It was another wild episode for Brooklyn Bishop Lamor Whitehead at his Leaders of Tomorrow International Churches on Sunday when he was forced to remove a woman who disrupted his sermon and allegedly threatened his family two months after being robbed at gunpoint at his pulpit of least $400,000 worth of jewelry.
The incident, which occurred at around 11:30 a.m., resulted in the arrest of 47-year-old Tarsha Howard, the NYPD told The New York Post. Whitehead was brief detained as police sorted out what happened during the tense confrontation between the flashy bishop, Howard and another woman who disrupted the church service.
At one point during the encounter captured on video, Whitehead began praying for the women in tongues before yanking Howard by her neck and forcing her out of the church.
Whitehead and Howard were initially taken into custody and brought to the 69th Precinct after the clash. But in the end, police released the pastor without any charge.
Howard, who police say was "restrained" by Whitehead, was charged with trespassing and disrupting a religious service. The second woman, who was involved with the disruption, fled, Whitehead said.
Whitehead has taken to social media to accuse online personalities Larry Reid, whose "Larry Reid Live" show has a following of more than 200,000 people on Facebook alone, and De'Mario Jives of the "King Jives Show" of sending the women to disrupt his church.
Earlier this month, Whitehead filed $20 million defamation lawsuits against Reid and Jives, claiming he lost church members and income after they allegedly painted him as a scammer and drug dealer on their platforms.
Whitehead claimed the disruption at his church on Sunday was retaliation for the lawsuits.
"I have lawsuits out, and when retaliation, that's retaliation, that's what it is, so these gentlemen, and we have proof, these gentlemen sent these two women in my church to disrupt my church.
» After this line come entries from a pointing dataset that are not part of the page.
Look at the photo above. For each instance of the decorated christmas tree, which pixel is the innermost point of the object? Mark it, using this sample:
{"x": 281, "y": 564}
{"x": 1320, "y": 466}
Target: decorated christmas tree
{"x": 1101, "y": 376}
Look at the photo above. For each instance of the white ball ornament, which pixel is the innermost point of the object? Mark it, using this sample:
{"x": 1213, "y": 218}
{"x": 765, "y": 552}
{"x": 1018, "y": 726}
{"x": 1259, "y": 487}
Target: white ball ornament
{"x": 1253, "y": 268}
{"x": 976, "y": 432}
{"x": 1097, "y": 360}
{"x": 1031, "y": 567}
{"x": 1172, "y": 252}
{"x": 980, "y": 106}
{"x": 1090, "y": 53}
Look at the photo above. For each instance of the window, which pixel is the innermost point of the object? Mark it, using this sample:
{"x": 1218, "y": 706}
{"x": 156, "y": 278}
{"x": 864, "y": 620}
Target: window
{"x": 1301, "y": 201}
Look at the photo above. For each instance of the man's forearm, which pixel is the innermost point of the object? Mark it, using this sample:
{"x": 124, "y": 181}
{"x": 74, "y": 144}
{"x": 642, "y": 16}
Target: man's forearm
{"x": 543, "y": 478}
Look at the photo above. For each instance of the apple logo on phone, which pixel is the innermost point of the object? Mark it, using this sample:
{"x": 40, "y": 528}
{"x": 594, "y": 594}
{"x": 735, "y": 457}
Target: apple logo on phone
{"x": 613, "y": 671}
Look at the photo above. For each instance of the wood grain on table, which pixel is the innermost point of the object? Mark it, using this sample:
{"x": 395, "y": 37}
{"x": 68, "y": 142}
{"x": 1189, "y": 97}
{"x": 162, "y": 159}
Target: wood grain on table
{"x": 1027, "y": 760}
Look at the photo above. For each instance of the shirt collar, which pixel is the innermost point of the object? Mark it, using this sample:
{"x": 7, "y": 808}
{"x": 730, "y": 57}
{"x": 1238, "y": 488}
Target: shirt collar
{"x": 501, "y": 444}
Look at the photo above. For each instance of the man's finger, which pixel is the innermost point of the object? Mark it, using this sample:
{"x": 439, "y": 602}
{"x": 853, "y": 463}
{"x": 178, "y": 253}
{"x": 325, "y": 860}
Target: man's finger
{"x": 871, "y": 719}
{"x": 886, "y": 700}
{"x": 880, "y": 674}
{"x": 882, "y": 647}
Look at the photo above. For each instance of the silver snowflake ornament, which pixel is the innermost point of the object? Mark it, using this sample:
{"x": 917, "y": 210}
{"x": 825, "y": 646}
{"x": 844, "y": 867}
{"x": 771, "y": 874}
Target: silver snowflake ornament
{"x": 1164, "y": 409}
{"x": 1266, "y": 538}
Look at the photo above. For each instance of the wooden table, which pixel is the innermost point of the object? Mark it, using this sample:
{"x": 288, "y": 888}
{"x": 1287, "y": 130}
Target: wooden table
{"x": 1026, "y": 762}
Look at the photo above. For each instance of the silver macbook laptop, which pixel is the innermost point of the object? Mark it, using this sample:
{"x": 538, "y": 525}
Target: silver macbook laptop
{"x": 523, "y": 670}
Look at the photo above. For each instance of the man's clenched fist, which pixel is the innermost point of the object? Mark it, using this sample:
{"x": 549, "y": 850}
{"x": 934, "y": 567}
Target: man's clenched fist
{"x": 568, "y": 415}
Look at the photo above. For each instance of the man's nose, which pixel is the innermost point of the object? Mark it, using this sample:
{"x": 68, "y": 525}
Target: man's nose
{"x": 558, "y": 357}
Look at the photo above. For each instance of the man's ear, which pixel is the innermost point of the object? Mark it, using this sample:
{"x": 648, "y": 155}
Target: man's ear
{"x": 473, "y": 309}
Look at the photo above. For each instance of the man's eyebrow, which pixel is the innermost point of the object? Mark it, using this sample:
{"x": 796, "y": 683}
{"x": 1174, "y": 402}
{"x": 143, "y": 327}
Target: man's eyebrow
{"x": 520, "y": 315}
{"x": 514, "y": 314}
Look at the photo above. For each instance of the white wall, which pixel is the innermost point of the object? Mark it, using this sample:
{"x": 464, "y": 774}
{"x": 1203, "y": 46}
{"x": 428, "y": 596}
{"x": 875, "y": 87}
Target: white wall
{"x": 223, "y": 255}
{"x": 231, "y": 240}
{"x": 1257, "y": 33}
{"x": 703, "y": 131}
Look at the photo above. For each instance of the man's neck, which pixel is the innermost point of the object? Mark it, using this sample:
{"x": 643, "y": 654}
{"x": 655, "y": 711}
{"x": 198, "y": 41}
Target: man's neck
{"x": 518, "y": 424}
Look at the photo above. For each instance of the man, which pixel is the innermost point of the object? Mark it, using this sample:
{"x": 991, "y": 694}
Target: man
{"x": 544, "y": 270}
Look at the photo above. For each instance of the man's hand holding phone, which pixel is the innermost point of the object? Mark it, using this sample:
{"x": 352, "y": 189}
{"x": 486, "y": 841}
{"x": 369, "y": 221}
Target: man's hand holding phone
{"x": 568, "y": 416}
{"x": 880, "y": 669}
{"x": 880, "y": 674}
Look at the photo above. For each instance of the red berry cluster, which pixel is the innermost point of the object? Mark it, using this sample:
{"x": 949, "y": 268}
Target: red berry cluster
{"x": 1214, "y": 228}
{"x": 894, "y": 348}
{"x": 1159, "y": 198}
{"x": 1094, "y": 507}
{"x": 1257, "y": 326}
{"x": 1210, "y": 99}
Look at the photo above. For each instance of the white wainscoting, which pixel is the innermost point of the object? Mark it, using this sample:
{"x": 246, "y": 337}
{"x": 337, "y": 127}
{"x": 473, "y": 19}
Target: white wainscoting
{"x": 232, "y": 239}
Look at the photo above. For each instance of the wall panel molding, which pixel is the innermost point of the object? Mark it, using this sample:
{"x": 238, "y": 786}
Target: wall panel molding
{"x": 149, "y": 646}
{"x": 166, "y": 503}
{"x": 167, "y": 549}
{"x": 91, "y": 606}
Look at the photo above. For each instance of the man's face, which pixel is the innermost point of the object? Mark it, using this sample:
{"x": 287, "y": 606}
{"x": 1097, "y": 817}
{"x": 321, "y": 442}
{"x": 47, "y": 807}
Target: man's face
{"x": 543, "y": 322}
And they came in videoing, and it was a whole setup," Whitehead said in a video posted to his social media.
"I allowed the lady to talk, speak her piece, curse me out and do whatever she wanted to do, but then she started to throw threats at my wife and started to charge at my wife. My wife had my baby in her hand. We're not going to have another rendition of my wife being in harm's way or my daughter being in harm's way," the Brooklyn preacher said, recalling the gunpoint robbery in July.
"That's when I took action, and I grabbed the lady and escorted her out."
Reid denied any involvement with the women who disrupted Whitehead's church service when contacted by The Christian Post on Monday. He noted that he has still not yet been served with any lawsuit by Whitehead.
"I have YET to be served, so I really don't know if the lawsuit is real or not," he said Monday. "I tend not to believe stuff is real until it is in hand."
Whitehead further lamented his treatment by the NYPD for simply trying to protect his church and admitted that he did not willingly go to the precinct with officers on Sunday.
"They lock me up in front of my children, in front of my wife, in front of my church. They publicly embarrassed me, and then they drop all the charges after two hours and apologize to me," Whitehead told The New York Daily News.
He told the New York Post that he felt the way he was treated was because of his race.
"They would have never [done] it to a rabbi. They would have never [done] it to a priest," Whitehead said. "But because of the color of my skin, they arrested me. Not only did they arrest me, but when they put me into a police car, they injured my wrist."